When you report your business financials every year, you share your financial standing with your internal stakeholders, such as upper management, and external stakeholders, including your creditors, investors, the IRS and the SEC.
Because companies, vendors and creditors use your cash flow statement, balance sheet and income statement to create credit and strategy decisions, they need to be precise. Inaccuracies, whether they are intentional or unintentional can result in accounting fraud charges. This is what you should know.
Unintentional errors may include duplications, omissions and data entry errors. You may also unintentionally post a credit as a debit or misallocate expenses or transfer incorrect inventory numbers to accounts payable.
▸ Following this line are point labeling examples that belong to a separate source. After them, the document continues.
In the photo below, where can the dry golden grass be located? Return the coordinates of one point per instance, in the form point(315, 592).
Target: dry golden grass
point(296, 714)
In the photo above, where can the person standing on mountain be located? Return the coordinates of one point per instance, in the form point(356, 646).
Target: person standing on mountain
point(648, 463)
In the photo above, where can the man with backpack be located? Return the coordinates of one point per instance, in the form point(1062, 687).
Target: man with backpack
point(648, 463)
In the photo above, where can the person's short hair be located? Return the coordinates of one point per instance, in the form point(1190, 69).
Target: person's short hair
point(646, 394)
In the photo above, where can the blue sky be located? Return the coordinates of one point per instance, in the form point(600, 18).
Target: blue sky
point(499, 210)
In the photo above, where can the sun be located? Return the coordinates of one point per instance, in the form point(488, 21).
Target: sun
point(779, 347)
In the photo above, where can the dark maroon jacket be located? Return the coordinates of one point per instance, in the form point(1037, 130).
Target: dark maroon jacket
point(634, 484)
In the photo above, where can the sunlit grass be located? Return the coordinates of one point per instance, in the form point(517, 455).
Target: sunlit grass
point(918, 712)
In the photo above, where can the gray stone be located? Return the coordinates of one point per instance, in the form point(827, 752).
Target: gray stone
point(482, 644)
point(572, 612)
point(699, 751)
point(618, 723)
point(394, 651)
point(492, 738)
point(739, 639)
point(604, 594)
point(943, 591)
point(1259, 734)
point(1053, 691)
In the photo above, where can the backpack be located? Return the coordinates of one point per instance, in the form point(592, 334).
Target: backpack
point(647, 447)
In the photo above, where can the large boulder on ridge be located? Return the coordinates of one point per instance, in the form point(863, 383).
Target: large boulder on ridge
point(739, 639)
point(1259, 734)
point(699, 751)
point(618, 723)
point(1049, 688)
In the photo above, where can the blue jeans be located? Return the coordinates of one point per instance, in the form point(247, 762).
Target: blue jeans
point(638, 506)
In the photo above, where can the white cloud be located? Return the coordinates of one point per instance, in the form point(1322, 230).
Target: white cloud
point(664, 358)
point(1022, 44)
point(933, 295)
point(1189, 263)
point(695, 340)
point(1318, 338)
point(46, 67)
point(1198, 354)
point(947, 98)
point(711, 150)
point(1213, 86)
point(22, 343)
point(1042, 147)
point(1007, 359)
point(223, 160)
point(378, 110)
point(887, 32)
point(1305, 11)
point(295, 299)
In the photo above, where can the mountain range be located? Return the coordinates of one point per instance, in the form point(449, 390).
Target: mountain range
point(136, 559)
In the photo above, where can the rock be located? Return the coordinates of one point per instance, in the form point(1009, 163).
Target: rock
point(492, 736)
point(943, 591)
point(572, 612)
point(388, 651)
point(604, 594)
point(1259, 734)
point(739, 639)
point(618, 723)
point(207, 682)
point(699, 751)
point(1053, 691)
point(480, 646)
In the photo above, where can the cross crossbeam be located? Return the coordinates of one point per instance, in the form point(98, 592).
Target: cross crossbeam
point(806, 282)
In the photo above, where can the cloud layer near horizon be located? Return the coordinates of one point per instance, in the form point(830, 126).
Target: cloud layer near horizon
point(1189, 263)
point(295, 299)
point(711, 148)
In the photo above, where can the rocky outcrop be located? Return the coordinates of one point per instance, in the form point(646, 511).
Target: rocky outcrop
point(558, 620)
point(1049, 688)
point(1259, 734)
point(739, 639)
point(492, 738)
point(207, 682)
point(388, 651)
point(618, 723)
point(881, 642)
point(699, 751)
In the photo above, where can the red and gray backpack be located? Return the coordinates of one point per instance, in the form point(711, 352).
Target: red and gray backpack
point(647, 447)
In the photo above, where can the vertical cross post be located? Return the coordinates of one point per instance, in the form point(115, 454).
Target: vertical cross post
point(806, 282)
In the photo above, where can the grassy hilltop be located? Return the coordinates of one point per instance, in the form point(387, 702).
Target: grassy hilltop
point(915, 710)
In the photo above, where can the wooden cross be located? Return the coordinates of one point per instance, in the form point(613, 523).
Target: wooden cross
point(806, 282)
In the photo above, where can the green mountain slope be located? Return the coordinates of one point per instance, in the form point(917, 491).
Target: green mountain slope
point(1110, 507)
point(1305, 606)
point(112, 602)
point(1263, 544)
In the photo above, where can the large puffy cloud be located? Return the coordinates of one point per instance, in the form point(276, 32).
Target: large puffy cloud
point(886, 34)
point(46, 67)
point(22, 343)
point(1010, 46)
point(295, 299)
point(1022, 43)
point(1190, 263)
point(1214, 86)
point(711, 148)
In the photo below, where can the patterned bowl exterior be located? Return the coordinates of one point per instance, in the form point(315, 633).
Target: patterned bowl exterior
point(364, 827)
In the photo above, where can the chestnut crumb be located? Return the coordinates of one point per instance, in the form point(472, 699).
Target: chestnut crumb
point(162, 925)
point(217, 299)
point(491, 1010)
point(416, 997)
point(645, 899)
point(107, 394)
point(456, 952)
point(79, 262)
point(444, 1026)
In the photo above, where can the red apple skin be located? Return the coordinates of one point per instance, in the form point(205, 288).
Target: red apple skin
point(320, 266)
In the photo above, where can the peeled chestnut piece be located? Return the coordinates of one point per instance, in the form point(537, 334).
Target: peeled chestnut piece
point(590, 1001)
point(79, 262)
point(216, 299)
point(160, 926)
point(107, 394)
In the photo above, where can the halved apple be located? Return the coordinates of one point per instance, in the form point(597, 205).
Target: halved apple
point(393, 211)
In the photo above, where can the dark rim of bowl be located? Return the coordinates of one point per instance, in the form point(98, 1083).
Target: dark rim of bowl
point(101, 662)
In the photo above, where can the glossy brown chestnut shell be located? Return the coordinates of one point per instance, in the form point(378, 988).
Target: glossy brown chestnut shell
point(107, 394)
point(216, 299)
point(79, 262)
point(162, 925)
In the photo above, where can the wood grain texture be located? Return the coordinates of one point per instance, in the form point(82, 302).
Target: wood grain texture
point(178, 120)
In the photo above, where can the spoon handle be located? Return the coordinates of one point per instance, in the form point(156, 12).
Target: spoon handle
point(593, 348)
Although you may not face prison, your company, its reputation and its finances can experience severe consequences for these errors. In addition, the IRS may charge you penalties and fines.
Fraud typically requires intent. In these cases, you intentionally record the wrong numbers, usually to deceive others. These frauds include overstating company assets, creating false statements, improper revenue recording, fast sales to meet forecasts, not recording losses or expenses properly, omitting or misrepresenting any of your accounting numbers, money laundering, auditing fraud and undisclosed income or expenses. However, you may have difficulty proving that you did not intend fraud in consistent and significant misrepresentations or reporting cases.
The Sarbanes-Oxley and Securities Exchange Acts of 1933 and 1934 govern the financial reporting for public companies, and SEC can investigate any instance of potential fraud. In addition, private companies are subject to federal securities law’s anti-fraud provisions. If convicted, you may face prison time, fines and disgorgement.
To prevent fraud charges, comply with GAAP requirements, use reputable software and implement rigorous audit processes.